Macedonia to legalise Tetovo

July 11, 2003

The Macedonian government has agreed to legalise the ethnic-Albanian unofficial University of Tetovo.

Changes to the law on higher education were to be put to parliament later this month. Education minister Aziz Pollozhani said he was "optimistic" that the university would start to operate legally by the end of the year.

Mr Pollozhani said the government was seeking a way to validate degrees of existing Tetovo graduates - almost 400 left this summer.

Tetovo was established in 1994 after a fruitless campaign by Macedonia's ethnic-Albanian minority for Albanian-taught higher education within the state system.

When the internationally brokered deal ended the inter-ethnic conflict of 2001, part of the package was the provision of Albanian-taught higher education, but this stopped short of legalising Tetovo.

Instead, the Macedonian Slavs supported the multi-ethnic University of South-Eastern Europe, to be set up under European Union auspices.

Many Macedonian-Albanians were unconvinced that USEE would satisfy their needs and continued to press for recognition of Tetovo.

The Slavs, however, considered it to be a potential hotbed of Albanian separatism and continued to view its status as unconstitutional.

Earlier this year, the senior party in the ruling coalition, the (Slav) Social Democratic League of Macedonia, tried to break the deadlock with a proposal to amalgamate the USEE and Tetovo. The new body would be financed partly out of the Macedonian state budget and partly by international sponsors.
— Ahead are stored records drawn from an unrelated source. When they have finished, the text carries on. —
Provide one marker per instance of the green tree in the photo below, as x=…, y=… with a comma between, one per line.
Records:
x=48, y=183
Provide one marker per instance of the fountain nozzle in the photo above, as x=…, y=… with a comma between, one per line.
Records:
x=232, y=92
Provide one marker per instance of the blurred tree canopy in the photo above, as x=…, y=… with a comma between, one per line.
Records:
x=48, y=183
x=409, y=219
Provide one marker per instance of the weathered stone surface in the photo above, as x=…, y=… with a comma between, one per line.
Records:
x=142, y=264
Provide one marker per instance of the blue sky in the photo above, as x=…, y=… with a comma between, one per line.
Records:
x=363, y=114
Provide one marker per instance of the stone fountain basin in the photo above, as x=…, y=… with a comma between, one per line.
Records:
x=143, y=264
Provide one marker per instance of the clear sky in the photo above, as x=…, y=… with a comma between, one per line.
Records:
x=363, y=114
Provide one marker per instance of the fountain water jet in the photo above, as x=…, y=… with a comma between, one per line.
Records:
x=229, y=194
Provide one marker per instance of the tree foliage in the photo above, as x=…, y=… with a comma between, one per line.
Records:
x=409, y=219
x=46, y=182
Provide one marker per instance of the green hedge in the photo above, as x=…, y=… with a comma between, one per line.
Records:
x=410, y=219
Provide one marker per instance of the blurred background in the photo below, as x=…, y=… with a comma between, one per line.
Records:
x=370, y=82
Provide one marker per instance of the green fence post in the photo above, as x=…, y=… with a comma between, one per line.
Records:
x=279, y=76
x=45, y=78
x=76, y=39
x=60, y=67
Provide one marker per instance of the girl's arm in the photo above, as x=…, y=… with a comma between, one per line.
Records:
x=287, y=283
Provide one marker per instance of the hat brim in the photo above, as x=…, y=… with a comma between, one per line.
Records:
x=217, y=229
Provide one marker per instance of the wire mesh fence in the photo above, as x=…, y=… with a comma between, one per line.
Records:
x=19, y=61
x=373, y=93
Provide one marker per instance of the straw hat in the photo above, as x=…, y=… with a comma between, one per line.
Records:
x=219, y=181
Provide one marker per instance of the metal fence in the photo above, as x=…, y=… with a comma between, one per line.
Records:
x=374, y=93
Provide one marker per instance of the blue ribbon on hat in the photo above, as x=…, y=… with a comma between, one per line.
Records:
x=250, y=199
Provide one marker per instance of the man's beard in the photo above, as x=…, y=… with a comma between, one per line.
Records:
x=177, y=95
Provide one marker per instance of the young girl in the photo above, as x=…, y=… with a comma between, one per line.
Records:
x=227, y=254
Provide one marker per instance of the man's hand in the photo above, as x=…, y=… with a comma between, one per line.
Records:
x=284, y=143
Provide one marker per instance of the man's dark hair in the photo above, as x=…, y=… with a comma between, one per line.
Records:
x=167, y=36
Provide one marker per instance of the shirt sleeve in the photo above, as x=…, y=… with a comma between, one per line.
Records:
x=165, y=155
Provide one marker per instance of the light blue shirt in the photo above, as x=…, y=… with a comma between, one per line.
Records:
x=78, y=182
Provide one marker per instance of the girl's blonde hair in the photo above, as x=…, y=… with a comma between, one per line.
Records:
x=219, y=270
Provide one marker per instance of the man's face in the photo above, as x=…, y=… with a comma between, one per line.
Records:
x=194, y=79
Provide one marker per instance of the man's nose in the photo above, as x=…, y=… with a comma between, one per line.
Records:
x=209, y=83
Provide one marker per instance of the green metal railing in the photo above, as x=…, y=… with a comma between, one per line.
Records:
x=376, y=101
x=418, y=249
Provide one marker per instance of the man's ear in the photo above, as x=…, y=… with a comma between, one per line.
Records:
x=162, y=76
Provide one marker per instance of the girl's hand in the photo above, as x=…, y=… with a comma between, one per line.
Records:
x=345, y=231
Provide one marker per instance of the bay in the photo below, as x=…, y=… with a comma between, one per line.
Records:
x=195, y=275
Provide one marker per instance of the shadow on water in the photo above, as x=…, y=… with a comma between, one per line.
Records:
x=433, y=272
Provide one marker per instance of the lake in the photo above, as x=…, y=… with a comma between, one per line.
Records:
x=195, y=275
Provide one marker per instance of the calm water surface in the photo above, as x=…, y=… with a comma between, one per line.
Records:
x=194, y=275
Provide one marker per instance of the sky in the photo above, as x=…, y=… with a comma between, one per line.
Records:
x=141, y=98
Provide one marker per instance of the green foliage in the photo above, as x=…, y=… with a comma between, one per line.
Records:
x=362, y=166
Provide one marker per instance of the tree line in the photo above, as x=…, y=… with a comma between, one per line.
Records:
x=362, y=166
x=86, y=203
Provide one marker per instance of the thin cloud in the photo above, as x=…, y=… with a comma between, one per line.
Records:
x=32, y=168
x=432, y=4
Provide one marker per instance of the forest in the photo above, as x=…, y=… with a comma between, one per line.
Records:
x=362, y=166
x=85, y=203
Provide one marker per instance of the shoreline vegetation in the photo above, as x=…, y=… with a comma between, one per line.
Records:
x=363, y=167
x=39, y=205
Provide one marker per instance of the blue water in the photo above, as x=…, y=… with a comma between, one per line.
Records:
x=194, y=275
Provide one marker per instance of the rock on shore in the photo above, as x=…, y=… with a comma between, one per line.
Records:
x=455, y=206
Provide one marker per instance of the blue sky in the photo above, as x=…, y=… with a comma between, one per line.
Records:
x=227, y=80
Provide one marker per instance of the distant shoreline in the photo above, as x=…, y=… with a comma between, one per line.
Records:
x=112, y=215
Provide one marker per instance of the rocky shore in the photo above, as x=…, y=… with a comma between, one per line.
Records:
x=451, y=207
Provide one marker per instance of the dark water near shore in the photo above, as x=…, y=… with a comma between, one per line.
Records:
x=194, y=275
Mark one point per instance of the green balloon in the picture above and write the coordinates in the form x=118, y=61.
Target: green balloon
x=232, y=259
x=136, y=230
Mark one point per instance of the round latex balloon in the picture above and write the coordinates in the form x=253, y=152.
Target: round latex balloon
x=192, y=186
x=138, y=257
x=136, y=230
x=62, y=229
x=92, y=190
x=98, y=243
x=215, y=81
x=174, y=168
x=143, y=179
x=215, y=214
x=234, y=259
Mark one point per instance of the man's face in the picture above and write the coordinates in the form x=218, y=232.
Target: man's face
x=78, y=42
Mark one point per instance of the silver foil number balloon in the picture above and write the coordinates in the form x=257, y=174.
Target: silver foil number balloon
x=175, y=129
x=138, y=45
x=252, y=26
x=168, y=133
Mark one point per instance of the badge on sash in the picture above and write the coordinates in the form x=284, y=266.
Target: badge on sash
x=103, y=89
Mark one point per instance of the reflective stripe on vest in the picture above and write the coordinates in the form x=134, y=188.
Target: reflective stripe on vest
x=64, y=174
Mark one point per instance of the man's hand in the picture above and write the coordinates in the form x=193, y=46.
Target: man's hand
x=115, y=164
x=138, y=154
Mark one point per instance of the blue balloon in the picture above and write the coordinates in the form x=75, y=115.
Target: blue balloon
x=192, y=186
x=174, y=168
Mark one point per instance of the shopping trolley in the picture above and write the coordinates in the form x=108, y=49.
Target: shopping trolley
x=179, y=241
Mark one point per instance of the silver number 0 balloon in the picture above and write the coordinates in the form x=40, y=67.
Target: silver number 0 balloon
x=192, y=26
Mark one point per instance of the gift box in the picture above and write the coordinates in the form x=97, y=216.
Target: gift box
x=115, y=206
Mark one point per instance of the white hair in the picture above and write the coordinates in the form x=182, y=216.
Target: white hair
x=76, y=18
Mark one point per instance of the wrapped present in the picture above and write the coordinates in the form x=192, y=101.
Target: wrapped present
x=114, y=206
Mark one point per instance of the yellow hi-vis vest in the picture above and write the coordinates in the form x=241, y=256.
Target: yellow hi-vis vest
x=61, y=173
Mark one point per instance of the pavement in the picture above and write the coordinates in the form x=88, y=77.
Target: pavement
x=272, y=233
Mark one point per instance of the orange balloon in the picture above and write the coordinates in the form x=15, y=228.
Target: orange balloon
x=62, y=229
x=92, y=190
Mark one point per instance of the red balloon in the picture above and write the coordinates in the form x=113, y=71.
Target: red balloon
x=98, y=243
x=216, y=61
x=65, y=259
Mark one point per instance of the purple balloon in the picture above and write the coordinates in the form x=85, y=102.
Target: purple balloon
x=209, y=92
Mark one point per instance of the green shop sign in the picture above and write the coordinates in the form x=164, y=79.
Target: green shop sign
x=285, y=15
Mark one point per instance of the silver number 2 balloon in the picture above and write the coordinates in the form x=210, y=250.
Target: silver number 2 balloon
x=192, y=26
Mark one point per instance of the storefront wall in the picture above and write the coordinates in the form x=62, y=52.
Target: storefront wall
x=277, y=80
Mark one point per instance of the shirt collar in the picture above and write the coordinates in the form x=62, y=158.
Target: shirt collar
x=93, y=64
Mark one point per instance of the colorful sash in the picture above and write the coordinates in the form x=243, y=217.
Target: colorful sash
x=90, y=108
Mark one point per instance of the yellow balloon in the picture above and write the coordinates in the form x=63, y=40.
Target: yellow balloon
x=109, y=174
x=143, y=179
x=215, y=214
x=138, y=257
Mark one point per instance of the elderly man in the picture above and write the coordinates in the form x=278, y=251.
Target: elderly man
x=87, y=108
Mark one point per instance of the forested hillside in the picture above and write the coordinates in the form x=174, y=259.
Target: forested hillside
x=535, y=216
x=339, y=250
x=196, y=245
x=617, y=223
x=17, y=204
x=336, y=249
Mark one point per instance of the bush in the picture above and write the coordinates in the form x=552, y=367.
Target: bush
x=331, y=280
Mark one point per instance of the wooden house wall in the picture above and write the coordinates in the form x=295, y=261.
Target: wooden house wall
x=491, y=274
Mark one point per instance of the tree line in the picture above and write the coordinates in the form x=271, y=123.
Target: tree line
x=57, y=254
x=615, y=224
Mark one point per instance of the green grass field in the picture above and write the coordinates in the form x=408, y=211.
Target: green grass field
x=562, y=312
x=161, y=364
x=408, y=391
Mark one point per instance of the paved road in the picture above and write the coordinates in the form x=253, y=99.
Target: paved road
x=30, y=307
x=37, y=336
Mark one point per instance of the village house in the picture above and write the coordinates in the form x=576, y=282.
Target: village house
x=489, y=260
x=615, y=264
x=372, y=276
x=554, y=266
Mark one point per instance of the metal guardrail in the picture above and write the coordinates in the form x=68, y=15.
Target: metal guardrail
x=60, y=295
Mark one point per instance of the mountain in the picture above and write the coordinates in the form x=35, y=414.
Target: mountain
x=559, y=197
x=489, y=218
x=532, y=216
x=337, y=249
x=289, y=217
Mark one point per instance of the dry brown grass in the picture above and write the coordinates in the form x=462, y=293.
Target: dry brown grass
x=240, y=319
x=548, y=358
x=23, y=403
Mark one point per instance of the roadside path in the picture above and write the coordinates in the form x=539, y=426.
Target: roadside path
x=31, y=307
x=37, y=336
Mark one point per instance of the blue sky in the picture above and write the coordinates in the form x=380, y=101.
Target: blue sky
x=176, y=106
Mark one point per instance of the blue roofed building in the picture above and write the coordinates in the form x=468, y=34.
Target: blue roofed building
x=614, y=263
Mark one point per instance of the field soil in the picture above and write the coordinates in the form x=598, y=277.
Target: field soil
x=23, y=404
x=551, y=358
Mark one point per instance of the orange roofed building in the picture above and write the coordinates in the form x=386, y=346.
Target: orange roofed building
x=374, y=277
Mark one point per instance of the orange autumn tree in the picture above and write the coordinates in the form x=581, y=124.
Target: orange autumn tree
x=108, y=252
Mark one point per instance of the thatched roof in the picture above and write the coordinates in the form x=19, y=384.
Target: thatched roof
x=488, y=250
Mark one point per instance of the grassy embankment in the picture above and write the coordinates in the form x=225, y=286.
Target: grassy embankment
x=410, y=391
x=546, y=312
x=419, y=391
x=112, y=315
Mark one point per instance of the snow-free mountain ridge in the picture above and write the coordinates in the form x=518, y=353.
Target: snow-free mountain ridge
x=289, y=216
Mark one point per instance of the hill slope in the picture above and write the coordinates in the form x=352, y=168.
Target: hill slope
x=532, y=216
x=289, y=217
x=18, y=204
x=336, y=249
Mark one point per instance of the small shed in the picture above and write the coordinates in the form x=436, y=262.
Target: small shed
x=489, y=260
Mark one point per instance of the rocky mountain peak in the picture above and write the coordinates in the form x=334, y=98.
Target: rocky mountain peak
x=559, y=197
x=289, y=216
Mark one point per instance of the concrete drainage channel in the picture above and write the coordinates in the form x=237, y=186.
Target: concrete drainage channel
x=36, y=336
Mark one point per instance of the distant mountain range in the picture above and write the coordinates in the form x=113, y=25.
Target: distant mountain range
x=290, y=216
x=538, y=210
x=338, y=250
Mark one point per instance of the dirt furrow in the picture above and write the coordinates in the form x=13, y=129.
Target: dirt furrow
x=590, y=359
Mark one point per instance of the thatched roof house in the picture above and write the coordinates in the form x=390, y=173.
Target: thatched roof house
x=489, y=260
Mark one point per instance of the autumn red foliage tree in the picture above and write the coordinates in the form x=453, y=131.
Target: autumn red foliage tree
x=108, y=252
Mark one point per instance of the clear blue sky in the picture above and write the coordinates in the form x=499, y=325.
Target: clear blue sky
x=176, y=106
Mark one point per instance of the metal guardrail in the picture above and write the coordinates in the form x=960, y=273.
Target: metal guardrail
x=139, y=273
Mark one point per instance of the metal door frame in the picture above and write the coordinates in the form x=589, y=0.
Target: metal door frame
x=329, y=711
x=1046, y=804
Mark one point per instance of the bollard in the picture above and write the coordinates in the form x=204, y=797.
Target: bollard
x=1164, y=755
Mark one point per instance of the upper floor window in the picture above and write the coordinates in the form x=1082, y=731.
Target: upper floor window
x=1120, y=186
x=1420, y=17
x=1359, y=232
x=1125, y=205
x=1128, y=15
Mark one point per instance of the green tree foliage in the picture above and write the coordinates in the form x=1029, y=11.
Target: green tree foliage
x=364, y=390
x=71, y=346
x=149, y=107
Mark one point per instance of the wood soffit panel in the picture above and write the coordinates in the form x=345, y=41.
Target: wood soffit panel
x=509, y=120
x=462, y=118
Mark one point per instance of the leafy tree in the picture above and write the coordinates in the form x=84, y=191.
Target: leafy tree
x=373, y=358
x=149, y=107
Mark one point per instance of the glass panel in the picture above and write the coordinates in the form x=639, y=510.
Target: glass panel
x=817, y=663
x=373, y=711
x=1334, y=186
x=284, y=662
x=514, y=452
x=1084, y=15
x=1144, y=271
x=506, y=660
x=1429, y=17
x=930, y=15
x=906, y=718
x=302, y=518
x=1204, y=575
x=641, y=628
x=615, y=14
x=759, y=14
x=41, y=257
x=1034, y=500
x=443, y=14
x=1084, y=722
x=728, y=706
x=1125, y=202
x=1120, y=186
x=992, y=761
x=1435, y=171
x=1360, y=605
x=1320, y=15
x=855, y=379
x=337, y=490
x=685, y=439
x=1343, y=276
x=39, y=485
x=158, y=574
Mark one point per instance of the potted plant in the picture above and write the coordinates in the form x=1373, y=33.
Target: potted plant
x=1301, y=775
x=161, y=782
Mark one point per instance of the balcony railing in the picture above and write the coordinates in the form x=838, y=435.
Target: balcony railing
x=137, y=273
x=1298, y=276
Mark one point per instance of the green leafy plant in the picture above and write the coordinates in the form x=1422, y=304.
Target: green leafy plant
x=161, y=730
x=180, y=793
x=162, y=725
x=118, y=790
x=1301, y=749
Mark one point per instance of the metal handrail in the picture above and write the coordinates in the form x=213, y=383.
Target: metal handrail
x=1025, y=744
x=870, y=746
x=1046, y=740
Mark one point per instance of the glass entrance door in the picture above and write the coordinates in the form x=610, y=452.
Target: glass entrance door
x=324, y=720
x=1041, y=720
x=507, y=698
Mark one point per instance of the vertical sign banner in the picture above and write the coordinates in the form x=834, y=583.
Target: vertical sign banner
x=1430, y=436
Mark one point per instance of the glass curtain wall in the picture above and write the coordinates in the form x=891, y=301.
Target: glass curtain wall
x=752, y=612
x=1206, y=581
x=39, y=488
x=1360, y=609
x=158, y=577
When this compromise failed to satisfy ethnic Albanians, Ali Ahmeti, leader of the ethnic-Albanian junior party in the coalition, rejected it as "incomplete" during talks with the prime minister, Branko Crvenkovski. It left the government no option but to recognise Tetovo.

USEE, which is technically private, opened in 2001 on land donated by the government. It has about 2,250 students and 115 academics, and it teaches in Albanian and Macedonian. All students learn English.